A national review by the Care Quality Commission (CQC) has found that the NHS is missing opportunities to learn from patient deaths and that too many families are not being included or listened to when an investigation happens.
In a report out today (Tuesday 13 December), the CQC has raised significant concerns about the quality of investigation processes led by NHS trusts into patient deaths and the failure to prioritise learning from these deaths so that action can be taken to improve care for future patients and their families.
CQC’s review looked at how NHS trusts across the country identify, report, investigate and learn from the deaths of people using their services. The review found that there is no consistent national framework in place to support the NHS to investigate deaths that may be the result of problems in care. This can mean that opportunities to help future patients are lost, and families are not properly involved in investigations - or are left without clear answers.
You can read the full report from the CQC here.

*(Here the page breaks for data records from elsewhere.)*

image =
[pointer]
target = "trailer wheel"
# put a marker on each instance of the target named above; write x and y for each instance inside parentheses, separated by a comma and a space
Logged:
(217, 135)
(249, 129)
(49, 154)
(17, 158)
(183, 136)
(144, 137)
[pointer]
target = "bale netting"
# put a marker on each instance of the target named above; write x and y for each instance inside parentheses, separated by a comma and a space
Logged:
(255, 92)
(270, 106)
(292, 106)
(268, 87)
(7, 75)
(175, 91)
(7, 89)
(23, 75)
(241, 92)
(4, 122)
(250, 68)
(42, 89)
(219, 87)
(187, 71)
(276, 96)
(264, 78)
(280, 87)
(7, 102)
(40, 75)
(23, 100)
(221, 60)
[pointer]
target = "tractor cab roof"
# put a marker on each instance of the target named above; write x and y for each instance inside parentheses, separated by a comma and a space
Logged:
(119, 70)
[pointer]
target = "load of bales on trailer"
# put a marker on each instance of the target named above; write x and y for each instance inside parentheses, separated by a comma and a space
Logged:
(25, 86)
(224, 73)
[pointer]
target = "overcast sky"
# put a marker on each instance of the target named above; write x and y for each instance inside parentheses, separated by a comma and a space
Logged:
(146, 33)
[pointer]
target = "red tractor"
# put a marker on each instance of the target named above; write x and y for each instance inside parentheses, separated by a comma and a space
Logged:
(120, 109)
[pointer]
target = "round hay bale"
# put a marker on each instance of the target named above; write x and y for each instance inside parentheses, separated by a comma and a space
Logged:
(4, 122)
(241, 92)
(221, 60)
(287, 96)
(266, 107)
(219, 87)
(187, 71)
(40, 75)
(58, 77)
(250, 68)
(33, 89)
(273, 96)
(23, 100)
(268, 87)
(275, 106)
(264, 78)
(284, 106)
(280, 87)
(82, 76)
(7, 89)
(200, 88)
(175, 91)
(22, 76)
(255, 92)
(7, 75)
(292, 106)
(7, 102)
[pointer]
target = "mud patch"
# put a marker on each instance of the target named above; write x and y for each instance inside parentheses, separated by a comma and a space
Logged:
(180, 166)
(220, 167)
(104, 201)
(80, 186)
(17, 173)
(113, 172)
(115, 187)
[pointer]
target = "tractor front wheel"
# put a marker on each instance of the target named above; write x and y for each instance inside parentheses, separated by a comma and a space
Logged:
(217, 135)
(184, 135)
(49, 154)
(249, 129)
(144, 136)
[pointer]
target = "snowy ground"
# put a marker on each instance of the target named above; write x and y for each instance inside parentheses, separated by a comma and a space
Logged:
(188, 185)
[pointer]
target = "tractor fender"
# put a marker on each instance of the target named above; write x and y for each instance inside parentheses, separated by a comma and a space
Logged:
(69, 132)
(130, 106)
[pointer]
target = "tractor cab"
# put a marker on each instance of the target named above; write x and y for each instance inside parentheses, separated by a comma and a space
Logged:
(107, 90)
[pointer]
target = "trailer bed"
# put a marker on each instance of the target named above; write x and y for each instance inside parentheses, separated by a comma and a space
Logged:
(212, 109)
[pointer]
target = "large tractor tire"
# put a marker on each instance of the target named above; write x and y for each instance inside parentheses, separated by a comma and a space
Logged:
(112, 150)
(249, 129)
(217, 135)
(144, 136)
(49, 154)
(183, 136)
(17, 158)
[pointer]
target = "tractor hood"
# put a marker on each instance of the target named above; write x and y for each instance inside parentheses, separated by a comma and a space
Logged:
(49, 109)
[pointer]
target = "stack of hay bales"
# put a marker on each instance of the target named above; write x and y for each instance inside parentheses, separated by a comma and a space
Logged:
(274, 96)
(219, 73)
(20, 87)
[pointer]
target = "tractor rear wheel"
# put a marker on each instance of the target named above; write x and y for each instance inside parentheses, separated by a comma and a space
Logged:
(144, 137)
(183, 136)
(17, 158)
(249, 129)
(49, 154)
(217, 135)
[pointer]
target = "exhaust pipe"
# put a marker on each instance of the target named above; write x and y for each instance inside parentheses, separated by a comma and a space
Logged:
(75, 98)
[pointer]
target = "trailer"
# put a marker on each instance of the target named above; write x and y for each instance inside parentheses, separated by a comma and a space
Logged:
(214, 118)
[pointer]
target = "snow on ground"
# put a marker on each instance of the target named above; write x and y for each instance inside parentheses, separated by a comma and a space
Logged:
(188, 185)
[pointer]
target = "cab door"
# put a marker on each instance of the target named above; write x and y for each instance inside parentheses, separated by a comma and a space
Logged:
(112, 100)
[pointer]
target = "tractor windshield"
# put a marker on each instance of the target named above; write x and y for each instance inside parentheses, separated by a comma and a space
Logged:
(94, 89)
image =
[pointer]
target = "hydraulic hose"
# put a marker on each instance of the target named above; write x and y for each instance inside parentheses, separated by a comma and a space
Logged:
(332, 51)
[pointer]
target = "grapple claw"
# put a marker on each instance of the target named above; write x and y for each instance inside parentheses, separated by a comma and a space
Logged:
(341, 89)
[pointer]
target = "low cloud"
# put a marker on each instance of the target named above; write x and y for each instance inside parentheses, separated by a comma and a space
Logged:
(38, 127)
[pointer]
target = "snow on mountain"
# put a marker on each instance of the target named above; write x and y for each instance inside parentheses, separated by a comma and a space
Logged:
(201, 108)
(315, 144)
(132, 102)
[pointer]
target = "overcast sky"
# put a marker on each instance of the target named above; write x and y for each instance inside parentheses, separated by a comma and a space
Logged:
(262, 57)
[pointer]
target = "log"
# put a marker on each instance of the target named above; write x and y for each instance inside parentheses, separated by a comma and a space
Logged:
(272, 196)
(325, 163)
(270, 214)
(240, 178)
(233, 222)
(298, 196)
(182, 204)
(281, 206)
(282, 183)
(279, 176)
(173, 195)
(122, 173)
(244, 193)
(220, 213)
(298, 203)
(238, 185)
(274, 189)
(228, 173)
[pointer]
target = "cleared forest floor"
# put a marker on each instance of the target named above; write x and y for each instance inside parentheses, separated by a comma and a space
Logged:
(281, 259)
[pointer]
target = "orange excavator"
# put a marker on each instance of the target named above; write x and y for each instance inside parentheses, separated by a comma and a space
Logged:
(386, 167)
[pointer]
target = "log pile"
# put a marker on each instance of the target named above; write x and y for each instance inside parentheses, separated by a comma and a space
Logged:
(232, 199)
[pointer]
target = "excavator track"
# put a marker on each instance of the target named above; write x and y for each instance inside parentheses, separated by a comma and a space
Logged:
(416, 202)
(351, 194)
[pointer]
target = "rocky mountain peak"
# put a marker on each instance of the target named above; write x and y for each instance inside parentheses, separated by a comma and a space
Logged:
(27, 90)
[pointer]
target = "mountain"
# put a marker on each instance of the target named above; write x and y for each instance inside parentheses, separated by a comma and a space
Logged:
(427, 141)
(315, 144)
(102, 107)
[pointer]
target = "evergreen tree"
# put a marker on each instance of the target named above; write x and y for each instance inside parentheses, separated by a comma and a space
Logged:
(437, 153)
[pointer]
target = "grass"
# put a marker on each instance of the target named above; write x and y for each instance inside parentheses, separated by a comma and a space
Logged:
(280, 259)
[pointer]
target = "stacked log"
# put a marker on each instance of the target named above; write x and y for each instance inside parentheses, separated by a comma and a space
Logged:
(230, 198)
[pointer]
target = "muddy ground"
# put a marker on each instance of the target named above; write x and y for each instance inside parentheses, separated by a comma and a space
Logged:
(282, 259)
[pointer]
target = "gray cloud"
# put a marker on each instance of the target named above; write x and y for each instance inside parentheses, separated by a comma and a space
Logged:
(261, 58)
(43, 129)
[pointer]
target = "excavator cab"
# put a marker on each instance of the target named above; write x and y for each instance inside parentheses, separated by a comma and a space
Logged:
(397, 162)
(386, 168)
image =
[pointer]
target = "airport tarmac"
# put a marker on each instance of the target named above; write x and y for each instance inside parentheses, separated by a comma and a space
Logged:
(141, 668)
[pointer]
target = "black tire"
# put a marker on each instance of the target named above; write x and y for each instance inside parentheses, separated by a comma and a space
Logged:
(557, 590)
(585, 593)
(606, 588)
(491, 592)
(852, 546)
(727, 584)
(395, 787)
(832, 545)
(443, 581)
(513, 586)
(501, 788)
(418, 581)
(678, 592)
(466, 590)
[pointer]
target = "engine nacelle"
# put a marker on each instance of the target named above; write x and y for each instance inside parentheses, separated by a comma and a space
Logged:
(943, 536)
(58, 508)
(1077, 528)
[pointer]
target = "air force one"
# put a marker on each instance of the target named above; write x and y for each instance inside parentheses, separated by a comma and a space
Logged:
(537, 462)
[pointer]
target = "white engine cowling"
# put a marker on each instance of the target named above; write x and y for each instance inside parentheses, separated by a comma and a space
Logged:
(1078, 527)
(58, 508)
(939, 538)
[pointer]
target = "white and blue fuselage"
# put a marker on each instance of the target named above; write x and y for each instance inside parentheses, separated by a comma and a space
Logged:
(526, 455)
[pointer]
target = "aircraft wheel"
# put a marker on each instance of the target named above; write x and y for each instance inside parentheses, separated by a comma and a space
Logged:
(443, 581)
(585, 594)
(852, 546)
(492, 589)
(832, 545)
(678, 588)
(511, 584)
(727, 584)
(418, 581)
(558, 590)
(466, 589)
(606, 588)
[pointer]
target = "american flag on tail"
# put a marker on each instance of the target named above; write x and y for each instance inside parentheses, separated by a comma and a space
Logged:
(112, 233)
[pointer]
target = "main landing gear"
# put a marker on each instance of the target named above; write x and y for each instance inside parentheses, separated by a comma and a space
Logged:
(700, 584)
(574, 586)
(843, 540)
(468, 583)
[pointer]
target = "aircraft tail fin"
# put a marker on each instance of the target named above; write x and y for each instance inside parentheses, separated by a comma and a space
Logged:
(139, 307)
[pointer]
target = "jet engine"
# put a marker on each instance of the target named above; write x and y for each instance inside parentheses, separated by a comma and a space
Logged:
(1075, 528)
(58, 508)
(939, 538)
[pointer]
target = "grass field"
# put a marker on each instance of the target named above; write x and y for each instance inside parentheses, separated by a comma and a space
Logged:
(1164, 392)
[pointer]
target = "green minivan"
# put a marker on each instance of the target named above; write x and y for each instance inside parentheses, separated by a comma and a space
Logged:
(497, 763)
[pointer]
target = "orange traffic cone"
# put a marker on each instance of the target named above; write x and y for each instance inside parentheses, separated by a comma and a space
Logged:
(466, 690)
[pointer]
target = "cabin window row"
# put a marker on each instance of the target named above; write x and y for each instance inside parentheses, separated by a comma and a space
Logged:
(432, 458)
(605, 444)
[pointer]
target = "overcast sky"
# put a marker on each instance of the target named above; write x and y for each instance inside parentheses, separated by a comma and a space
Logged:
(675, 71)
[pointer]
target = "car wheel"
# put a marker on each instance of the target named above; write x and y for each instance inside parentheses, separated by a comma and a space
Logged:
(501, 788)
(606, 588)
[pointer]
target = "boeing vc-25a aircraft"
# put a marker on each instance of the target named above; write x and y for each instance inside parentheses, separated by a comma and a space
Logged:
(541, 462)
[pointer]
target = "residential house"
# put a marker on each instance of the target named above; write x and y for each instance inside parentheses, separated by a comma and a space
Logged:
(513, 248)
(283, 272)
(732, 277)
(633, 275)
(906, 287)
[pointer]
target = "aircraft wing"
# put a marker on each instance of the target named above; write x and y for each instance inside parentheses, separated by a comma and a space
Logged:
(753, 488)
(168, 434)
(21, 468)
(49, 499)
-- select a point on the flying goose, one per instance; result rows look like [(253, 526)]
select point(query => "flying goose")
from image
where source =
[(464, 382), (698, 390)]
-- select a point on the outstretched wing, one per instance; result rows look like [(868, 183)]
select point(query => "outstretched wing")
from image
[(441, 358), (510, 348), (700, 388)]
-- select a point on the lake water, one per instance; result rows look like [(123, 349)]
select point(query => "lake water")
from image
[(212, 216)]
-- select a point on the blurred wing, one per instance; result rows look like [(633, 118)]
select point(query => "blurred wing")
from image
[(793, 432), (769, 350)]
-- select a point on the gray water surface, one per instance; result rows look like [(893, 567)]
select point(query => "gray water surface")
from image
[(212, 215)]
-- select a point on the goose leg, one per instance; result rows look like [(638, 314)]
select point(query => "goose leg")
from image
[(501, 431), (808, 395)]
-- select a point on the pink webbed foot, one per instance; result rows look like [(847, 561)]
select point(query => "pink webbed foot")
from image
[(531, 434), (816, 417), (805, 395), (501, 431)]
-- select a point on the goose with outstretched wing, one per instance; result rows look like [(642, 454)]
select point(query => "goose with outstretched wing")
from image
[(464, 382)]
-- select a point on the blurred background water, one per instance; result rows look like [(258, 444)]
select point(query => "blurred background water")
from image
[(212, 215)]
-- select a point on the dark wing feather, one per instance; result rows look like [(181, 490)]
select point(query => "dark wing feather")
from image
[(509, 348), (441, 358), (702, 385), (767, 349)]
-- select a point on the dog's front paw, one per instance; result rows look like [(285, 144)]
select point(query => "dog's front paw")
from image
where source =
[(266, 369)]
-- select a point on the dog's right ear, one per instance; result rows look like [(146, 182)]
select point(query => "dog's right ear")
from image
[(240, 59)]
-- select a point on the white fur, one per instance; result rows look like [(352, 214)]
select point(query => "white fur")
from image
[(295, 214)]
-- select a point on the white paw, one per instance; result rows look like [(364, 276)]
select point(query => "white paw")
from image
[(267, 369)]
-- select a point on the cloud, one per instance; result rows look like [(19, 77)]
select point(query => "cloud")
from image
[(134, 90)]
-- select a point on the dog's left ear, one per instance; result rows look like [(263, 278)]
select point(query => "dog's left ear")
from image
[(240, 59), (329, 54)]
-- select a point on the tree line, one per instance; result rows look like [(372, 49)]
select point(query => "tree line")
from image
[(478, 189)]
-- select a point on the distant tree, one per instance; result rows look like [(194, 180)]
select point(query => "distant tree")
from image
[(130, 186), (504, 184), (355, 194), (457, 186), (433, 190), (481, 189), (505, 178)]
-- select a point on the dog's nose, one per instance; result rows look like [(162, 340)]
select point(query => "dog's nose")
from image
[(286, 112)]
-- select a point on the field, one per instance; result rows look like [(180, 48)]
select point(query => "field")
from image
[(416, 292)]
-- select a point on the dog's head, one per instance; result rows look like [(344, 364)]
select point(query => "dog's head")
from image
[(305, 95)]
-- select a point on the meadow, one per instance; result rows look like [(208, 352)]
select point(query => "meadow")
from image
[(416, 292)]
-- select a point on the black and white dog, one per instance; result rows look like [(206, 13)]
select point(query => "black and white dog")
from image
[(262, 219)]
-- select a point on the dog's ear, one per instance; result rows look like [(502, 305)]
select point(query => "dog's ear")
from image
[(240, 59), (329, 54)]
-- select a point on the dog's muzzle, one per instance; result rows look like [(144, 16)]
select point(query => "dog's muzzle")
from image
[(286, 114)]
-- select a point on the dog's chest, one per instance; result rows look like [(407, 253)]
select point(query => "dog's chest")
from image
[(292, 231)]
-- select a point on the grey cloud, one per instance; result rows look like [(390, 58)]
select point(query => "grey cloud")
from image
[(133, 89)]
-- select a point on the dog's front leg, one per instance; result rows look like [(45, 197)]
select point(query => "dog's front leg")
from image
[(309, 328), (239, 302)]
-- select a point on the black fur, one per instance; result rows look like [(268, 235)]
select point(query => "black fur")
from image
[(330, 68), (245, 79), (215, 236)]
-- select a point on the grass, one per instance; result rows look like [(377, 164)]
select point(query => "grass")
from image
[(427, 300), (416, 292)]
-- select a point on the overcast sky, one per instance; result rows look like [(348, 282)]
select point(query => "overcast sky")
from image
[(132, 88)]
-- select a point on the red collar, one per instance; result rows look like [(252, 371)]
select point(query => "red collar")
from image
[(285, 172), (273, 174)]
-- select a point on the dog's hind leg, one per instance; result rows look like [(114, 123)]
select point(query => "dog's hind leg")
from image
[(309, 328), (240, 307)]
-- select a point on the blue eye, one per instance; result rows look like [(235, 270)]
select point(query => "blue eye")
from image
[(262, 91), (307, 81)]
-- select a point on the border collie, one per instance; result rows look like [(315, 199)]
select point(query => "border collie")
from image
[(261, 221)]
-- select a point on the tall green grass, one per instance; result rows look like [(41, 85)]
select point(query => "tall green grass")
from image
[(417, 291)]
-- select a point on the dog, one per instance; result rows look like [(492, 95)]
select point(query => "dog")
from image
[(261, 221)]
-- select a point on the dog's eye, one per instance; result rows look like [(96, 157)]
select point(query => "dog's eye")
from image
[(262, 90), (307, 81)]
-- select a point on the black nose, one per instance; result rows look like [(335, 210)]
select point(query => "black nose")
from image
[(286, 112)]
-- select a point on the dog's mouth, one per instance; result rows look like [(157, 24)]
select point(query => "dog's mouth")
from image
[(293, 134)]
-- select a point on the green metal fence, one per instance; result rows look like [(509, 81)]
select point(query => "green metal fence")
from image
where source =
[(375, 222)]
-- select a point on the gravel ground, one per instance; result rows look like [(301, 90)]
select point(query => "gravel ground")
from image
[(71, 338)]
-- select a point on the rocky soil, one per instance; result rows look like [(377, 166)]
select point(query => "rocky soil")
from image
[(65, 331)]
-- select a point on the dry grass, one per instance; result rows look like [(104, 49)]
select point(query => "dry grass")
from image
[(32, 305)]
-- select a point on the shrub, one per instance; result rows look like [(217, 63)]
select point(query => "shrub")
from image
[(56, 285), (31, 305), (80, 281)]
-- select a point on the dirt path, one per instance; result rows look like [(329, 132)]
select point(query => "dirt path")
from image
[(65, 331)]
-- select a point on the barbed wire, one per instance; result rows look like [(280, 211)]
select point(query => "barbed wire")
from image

In response to the news Paul Farmer, Chief Executive of Mind, said:
“We are deeply concerned that the NHS is systematically failing to learn from the deaths of people in its care. There must be an investigation every time someone dies while in the care of the state, and families should always be involved in this process.
"It is vital that the NHS is transparent and accountable and every possible lesson learned to prevent future tragedies. When a person is at their most unwell and receiving treatment and support for their mental health, the very least they should expect is that they, their friends and their families, can trust in those providing their care.”